Welche Laborversuche sind für ein Einfamilienhaus in Neubrandenburg üblicherweise erforderlich?

Für ein Einfamilienhaus wird in der Regel ein Mindestprogramm nach DIN 4020 gefahren. Dazu gehören die Bestimmung des Wassergehalts, der Korngrößenverteilung, der Konsistenzgrenzen sowie ein einfacher Kompressionsversuch zur Abschätzung der Setzungen.
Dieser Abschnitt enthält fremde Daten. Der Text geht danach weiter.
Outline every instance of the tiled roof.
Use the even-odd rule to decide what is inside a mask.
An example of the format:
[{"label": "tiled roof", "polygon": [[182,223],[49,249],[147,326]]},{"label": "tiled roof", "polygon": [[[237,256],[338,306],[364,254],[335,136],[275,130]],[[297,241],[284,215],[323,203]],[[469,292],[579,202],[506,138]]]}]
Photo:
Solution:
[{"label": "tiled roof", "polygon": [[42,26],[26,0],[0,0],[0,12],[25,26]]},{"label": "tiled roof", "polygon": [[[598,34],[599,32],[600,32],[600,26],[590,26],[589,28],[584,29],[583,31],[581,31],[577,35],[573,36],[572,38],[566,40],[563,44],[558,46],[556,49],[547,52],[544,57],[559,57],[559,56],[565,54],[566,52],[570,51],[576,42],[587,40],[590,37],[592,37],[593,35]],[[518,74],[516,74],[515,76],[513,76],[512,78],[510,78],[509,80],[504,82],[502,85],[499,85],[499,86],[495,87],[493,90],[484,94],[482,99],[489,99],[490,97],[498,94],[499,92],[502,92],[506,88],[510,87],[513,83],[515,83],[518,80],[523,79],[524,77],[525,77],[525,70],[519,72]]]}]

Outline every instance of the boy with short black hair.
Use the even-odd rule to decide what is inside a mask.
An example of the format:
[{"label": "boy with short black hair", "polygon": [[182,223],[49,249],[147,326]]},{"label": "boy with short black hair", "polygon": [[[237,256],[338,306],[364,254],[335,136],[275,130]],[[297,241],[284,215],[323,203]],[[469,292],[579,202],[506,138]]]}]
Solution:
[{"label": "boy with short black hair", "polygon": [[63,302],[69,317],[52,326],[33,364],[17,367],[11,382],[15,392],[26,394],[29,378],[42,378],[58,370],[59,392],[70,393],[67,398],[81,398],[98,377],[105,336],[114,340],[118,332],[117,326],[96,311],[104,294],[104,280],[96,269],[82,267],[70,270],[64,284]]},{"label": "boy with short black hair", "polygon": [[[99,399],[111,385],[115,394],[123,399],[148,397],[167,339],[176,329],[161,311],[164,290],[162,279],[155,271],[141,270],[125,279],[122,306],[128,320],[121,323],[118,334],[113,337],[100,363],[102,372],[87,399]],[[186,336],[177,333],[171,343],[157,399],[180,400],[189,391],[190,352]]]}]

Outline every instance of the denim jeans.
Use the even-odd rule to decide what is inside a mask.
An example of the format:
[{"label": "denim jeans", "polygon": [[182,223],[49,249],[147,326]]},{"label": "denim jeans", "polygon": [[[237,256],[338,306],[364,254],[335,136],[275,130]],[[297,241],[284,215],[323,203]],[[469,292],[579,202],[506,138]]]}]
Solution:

Bei organischen oder bindigen Böden kann zusätzlich die Bestimmung des Glühverlusts und der undränierten Scherfestigkeit notwendig werden, um die Tragfähigkeit sicher zu bewerten.

Warum ist die Probenqualität für die Laborergebnisse so entscheidend?

Die Probenqualität bestimmt maßgeblich die Aussagekraft der Versuche. Nur ungestörte Sonderproben der Güteklasse 1 oder 2 nach DIN EN ISO 17892-1 liefern realistische Verformungs- und Festigkeitskennwerte. Gestörte Proben oder eine unsachgemäße Lagerung führen zu Gefügeauflockerungen und Wasserverlust, was die Steifigkeit und Scherfestigkeit verfälscht und zu unwirtschaftlichen oder unsicheren Bemessungen führt.

Welche Normen regeln die Durchführung von geotechnischen Laborversuchen in Deutschland?

Die wichtigsten Normen sind die DIN EN ISO 17892-Reihe für die klassischen bodenmechanischen Versuche, ergänzt durch die nationalen Normen DIN 18121 bis 18137. Die Klassifikation erfolgt nach DIN EN ISO 14688, die bautechnische Anwendung regeln DIN 4020 und DIN EN 1997 (Eurocode 7) in Verbindung mit DIN 1054. Für Felsversuche gelten die Empfehlungen des DGGT-Arbeitskreises.

Wie lange dauert die Bearbeitung einer kompletten Laboruntersuchung für eine Baugrunderkundung?

Die Dauer hängt stark vom Versuchsumfang ab. Standardversuche wie Korngrößenverteilungen und Konsistenzgrenzen liegen oft nach drei bis fünf Werktagen vor. Zeitaufwändiger sind Konsolidations- und Scherversuche, die aufgrund der erforderlichen Sättigungs- und Konsolidationsphasen bis zu zwei Wochen beanspruchen können. Bei großen Projekten empfiehlt sich eine frühzeitige Abstimmung mit dem Labor, um die Terminplanung nicht zu gefährden.